Churches challenge gender identity rulings, law in Iowa

DES MOINES — The Des Moines Register reported on Tuesday that two churches are challenging a decision by the Iowa Civil Rights Commission and a non-discrimination ordinance in Des Moines with a lawsuit in federal court.

The Fort Des Moines Church of Christ in Des Moines and Cornerstone World Outreach in Sioux City say that the commission is violating their rights to free speech and religious liberty by censoring their views on human sexuality and forcing them to open restrooms to members of the opposite sex.

The Register reported that Iowa Legislature prohibited discrimination in public accommodations on the basis of sexual orientation or gender identity in 2007. Kristin Johnson, director of the Iowa Civil Rights Commission, told the newspaper that state officials have consistently enforced the law. She noted that state code provides some exemptions for bona fide religious institutions engaged in activities with a bona fide religious purpose.

The federal lawsuit also names the city of Des Moines as a defendant because of a city ordinance that is nearly identical to a state law prohibiting discrimination by public accommodations, the newspaper reported.

One Iowa, the statewide LGBT rights organization responded with a statement on Tuesday.
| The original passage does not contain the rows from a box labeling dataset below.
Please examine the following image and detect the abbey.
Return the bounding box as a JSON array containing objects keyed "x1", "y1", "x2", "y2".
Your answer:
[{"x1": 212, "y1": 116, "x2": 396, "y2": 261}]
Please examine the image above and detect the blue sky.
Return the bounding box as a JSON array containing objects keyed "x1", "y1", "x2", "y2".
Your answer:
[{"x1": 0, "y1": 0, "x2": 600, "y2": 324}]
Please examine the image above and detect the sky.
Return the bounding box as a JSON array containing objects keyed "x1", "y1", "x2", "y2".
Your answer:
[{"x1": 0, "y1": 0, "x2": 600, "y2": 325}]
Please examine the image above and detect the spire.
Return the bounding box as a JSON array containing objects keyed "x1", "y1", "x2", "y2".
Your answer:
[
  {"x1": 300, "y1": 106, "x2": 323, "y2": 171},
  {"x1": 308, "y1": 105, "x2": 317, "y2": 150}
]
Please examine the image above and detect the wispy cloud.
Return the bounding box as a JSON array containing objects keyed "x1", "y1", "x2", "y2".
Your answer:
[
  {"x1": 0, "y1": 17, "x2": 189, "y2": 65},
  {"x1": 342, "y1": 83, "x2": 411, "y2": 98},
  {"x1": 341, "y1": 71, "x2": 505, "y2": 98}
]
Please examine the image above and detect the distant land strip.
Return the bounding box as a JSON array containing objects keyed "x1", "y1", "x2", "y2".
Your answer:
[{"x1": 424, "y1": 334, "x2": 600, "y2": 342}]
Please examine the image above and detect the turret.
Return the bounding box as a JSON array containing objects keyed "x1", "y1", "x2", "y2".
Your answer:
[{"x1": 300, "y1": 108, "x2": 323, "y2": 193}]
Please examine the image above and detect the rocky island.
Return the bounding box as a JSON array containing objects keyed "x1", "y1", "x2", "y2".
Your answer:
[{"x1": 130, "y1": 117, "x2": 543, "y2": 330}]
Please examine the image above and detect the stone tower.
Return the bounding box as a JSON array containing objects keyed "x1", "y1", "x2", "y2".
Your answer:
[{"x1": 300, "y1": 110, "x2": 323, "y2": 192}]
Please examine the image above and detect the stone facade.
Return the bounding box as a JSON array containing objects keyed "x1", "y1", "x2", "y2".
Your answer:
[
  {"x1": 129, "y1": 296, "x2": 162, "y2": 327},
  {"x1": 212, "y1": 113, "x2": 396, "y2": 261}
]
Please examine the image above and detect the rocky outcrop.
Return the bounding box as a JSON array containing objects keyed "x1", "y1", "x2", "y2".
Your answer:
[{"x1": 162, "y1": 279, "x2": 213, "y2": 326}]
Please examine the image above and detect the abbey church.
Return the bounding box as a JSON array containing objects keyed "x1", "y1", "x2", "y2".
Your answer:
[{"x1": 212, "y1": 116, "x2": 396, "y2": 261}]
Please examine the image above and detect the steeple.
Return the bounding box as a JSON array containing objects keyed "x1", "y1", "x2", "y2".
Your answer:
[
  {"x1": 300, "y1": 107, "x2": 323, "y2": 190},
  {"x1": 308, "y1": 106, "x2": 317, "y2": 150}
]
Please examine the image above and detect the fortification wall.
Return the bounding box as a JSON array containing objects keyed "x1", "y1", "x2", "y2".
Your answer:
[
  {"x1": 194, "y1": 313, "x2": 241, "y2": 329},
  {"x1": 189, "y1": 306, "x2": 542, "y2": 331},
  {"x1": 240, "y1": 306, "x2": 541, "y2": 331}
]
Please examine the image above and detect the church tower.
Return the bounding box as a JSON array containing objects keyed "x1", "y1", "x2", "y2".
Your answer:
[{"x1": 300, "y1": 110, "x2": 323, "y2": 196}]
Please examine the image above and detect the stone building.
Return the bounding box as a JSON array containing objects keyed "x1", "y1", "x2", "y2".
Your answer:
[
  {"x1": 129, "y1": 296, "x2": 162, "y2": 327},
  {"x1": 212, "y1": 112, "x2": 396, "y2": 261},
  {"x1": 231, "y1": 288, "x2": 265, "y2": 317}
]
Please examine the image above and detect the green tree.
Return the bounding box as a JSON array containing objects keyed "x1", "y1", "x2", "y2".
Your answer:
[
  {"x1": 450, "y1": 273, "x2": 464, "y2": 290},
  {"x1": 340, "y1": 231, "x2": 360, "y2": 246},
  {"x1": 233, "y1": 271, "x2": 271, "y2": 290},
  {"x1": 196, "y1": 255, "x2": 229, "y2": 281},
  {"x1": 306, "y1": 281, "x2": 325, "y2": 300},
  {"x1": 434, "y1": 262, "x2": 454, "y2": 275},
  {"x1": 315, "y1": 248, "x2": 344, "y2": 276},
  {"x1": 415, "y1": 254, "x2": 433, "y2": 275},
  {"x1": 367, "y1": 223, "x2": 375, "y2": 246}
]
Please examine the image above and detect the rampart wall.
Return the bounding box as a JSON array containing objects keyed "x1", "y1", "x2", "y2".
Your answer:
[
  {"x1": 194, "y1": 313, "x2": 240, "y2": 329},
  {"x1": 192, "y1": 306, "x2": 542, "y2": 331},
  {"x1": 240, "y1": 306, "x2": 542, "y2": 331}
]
“Do we understand what is happening? They are suing the Iowa Civil Rights Commission for doing its job,” said One Iowa executive director Donna Red Wing. “These protections have been with us since the 2007 amendment to the Iowa Civil Rights Act added gender identity and sexual orientation as protected classes. It is important that we continue to work towards creating an inclusive environment for all Iowans. As a church, they can believe whatever they want. In their bona fide religious activities they are exempt.  They cannot, however, break the law when providing public accommodations.”